IOI'95 - Examples of New Problems for the IOI

# Examples of New Problems for the IOI

We give two examples of informatics problems that are not programming-contest problems and that might have been posed at a future IOI (if we had not revealed them here). The first example can be classified as a theoretical problem (not requiring the use of a computer), the second as an empirical problem (requiring a computer).
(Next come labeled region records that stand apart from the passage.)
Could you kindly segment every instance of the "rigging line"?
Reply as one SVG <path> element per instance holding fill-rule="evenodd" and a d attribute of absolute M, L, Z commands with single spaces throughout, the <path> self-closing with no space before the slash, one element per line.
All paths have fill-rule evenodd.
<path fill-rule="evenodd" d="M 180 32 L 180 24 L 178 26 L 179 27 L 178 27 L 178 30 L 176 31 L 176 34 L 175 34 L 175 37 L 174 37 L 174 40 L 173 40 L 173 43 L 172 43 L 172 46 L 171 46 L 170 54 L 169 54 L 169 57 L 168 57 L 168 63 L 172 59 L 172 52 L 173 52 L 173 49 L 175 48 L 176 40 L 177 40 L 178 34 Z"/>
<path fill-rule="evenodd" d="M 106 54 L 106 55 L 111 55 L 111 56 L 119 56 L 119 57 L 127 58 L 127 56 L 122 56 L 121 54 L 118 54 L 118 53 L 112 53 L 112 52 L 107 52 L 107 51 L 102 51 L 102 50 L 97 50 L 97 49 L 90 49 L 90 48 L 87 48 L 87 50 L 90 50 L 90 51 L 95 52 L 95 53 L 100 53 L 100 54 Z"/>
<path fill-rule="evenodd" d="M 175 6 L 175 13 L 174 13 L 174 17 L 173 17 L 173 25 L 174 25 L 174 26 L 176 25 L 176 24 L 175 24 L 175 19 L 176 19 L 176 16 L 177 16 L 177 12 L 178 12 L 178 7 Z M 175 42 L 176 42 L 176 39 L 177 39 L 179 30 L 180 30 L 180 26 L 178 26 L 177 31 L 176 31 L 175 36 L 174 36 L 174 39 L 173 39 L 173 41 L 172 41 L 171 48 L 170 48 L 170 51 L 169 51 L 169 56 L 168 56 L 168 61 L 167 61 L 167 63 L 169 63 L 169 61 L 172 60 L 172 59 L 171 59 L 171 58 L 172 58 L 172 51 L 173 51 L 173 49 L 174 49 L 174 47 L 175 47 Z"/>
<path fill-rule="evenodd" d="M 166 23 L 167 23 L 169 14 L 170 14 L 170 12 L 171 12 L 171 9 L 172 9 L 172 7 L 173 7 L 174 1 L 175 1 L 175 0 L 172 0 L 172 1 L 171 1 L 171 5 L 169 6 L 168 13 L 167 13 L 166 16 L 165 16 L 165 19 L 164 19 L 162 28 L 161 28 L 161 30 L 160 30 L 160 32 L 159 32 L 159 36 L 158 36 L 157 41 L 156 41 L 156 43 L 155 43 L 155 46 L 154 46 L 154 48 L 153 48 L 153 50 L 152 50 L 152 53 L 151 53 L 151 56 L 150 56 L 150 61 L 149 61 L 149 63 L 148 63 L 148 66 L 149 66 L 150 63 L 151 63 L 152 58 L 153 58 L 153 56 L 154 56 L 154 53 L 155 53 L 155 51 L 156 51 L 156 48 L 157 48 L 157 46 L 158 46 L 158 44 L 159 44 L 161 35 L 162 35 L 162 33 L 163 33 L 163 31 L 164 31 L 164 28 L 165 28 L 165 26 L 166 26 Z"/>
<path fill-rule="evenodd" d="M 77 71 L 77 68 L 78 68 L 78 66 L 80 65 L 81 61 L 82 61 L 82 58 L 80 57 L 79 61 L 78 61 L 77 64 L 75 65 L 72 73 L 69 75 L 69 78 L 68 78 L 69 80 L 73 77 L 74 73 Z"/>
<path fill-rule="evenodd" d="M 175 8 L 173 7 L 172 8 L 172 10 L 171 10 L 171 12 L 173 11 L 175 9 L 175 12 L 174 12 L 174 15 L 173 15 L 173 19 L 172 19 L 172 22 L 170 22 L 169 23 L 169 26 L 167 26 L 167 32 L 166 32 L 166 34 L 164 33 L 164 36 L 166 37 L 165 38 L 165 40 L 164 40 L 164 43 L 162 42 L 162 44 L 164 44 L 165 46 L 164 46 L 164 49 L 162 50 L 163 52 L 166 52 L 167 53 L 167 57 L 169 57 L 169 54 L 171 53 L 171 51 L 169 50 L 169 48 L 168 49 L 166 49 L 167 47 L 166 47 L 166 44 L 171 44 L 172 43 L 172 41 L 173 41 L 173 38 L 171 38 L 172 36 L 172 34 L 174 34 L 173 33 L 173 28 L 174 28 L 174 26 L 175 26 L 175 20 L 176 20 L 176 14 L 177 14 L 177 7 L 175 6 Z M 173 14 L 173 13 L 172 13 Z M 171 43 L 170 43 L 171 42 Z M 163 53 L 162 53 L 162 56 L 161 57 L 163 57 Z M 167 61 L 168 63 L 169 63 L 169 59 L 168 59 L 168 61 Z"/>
## Problem 1 (Theoretical)

A high-tech project involves 100 scientists, who are proud of their capabilities for mental arithmetic. In a noisy machine room, the number zero has been written on a blackboard. While doing other work, each scientist goes through the following routine 100 times:

1. Enter the machine room.
2. Read and memorize the number on the blackboard.
3. Exit the machine room.
4. Mentally increment the memorized number by 37.
5. Enter the machine room.
6. Erase the number on blackboard.
7. Write the incremented number from memory on the blackboard.
8. Exit the machine room.
The scientists work at their own pace independent of each other. The machine room, however, is so small that at each moment it can accommodate at most one scientist. The largest possible value remaining on the blackboard after all scientists have finished their routines is 370,000. What is the smallest final value possible?

NOTE: This is an informatics problem because it deals with a parallel computation involving a number of communicating processors (the scientists).

## Problem 2 (Empirical)

Finding an element in a sorted sequence is a common task. Think of looking up a word in a dictionary or a name in a telephone directory. In this problem, two search algorithms are presented. You are requested to set up and carry out some experiments for comparing their efficiency.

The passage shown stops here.